Aude Mirkovic, maître de conférences en droit privé, et auteur de PMA, GPA, la controverse juridique (2014), est interviewée par Le Point au sujet des pressions faites pour obtenir l’ouverture de la PMA en dehors du cadre thérapeutique, ouvrant la voie aux PMA “de convenance”.
Depuis la loi du 17 mai 2013 qui autorise l’adoption pour les couples de même sexe, alors que la PMA pour les femmes célibataires ou en couple homosexuel est interdite, les tribunaux sont embarrassés face aux demandes d’adoptions d’enfants nés par PMA à l’étranger. Des magistrats viennent de solliciter l’avis de la Cour de Cassation à ce sujet. Récemment, le manifeste des “343 fraudeuses” (Cf. Synthèse Gènéthique du 6 juin 2014) réclamait la “PMA pour toutes les femmes” et demandait qu’un statut soit reconnu à ces enfants nés par PMA. “Mais ces enfants ont déjà un statut” répond Aude Mirkovic. “Ils ont une mère qui les a mis au monde. Hélas ils ne connaissant pas leur père, qui est un donneur anonyme”.
Attention à l’ouverture de la PMA hors des critères thérapeutiques.

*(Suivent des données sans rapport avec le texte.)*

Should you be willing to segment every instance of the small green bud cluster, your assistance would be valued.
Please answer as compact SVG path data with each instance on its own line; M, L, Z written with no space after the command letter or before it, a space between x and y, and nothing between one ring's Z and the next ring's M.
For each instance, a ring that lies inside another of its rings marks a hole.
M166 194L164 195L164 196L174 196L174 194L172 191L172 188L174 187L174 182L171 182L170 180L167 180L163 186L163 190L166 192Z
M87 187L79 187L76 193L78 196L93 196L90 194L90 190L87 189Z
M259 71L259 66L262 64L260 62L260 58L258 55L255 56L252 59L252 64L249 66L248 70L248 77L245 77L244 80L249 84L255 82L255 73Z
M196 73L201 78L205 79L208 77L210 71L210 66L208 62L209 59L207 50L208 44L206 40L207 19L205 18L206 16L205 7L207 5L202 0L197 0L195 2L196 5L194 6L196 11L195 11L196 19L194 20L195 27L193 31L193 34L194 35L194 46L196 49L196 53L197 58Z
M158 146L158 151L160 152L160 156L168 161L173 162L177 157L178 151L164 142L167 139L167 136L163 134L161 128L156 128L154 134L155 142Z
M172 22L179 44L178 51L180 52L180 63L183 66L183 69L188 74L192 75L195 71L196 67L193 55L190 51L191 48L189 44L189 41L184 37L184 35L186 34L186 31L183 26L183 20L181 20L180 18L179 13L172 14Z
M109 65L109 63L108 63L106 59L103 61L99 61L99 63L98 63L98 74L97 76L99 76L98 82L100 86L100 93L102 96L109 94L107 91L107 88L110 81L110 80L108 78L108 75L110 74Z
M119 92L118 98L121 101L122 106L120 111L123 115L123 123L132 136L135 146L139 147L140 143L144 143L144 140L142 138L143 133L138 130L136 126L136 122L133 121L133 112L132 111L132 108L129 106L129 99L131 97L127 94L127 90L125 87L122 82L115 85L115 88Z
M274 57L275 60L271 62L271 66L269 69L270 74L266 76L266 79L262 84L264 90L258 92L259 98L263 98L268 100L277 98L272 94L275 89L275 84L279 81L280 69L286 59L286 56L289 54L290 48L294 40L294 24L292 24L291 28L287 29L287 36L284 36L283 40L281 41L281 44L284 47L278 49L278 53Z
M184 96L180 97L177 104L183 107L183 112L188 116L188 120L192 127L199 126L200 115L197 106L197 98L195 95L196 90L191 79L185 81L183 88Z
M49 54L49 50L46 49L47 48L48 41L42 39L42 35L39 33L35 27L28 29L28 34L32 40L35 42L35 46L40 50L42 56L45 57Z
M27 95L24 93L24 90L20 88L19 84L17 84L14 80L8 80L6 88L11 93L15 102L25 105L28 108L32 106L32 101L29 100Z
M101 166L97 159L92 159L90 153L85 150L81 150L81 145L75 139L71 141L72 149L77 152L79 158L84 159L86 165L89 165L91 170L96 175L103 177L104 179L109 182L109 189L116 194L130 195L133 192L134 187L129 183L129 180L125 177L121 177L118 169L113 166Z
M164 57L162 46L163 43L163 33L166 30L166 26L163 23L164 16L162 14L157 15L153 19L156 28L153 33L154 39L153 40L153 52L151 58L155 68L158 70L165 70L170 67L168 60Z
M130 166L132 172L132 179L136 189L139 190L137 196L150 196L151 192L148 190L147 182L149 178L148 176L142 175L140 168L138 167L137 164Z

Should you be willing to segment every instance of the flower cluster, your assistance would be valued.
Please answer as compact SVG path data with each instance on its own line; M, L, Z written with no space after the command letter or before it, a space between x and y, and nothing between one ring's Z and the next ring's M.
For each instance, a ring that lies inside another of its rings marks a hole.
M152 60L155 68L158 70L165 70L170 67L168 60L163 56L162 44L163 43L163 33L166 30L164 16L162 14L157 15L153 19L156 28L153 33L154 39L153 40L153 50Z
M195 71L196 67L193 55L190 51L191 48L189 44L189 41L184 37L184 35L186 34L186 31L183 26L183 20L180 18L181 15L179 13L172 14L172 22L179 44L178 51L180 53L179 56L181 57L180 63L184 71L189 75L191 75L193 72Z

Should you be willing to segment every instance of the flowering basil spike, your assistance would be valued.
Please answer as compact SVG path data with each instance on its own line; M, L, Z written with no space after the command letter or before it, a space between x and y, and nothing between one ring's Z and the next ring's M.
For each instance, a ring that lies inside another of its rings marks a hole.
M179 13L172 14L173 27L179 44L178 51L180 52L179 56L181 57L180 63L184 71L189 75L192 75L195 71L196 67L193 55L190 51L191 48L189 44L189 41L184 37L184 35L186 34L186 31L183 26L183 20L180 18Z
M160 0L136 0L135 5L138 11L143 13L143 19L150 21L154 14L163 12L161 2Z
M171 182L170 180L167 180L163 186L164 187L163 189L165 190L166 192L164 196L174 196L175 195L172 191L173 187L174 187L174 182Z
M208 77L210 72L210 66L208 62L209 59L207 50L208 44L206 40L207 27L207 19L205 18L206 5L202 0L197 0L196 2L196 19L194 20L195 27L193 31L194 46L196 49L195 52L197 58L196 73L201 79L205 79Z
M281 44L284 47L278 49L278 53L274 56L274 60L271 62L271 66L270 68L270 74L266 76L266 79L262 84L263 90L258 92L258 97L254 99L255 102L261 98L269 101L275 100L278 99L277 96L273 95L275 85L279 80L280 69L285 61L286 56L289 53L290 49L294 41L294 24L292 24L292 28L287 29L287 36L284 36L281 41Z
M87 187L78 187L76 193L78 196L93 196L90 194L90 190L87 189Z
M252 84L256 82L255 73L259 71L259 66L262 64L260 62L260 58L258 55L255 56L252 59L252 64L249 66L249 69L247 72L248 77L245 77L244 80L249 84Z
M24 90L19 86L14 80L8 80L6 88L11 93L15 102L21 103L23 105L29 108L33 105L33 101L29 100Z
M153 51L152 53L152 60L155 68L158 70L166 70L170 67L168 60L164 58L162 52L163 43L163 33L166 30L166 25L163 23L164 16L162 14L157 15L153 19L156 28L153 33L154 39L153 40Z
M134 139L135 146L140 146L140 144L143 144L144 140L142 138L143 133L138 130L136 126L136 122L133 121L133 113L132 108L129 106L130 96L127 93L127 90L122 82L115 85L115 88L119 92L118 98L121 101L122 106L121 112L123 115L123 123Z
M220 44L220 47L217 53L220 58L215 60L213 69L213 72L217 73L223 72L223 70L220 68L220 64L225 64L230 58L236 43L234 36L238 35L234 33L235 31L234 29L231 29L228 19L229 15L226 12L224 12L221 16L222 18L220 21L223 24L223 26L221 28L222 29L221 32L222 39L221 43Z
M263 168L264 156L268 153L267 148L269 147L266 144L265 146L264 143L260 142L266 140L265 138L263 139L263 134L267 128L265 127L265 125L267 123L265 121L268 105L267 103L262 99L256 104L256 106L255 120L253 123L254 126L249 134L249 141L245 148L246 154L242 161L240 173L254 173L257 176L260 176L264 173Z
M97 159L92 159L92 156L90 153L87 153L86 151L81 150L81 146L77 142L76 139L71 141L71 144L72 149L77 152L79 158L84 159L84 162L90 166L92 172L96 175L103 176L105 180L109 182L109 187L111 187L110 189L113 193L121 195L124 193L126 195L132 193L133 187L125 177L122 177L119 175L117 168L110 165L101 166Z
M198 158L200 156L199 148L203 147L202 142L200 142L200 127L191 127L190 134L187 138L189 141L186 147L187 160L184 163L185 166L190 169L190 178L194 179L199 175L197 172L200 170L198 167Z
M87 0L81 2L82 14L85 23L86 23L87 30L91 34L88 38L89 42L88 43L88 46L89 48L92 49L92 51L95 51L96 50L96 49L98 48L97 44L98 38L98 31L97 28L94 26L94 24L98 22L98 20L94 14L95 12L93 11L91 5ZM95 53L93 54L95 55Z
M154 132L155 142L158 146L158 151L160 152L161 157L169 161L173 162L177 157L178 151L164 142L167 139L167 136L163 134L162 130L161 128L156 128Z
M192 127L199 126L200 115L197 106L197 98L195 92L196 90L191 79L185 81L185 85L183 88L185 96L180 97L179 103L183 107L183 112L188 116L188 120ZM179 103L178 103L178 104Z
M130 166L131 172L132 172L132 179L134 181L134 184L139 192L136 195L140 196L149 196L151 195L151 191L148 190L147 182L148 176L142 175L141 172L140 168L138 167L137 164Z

Pour l’heure, la PMA “vise à remédier à une infertilité pathologique”. Pour elle, la médecine n’a pas à prendre en charge les demandes de PMA qui n’ont pas de visée thérapeutique, rappelant qu’une femme avec une autre femme n’est pas pour autant stérile. Si on accepte d’inséminer des femmes pour d’autres critères, alors il faudra ouvrir la PMA aux veuves, aux ménopausées, etc. Et il faudra s’interroger sur le sens de la technique : “compenser une infertilité médicale ou passer à la PMA de convenance ?”.
L’intérêt de l’enfant oublié. Pour Aude Mirkovic, invoquer l’intérêt de l’enfant pour demander son adoption après une PMA est une démarche hypocrite. En effet, la convention de New York sur les droits de l’enfant stipule que l’enfant a le droit, dans la mesure du possible, de connaître ses parents et d’être élevé par eux. Or “concevoir des enfants d’un donneur anonyme pour qu’il n’ait pas de père porte atteinte à ce droit élémentaire”. Elle en appelle à “retrouver le contact avec la réalité, et en l’occurrence la réalité biologique”afin que l’enfant ne se trouve pas au cœur de “bricolages procréatifs au gré des accords des adultes”.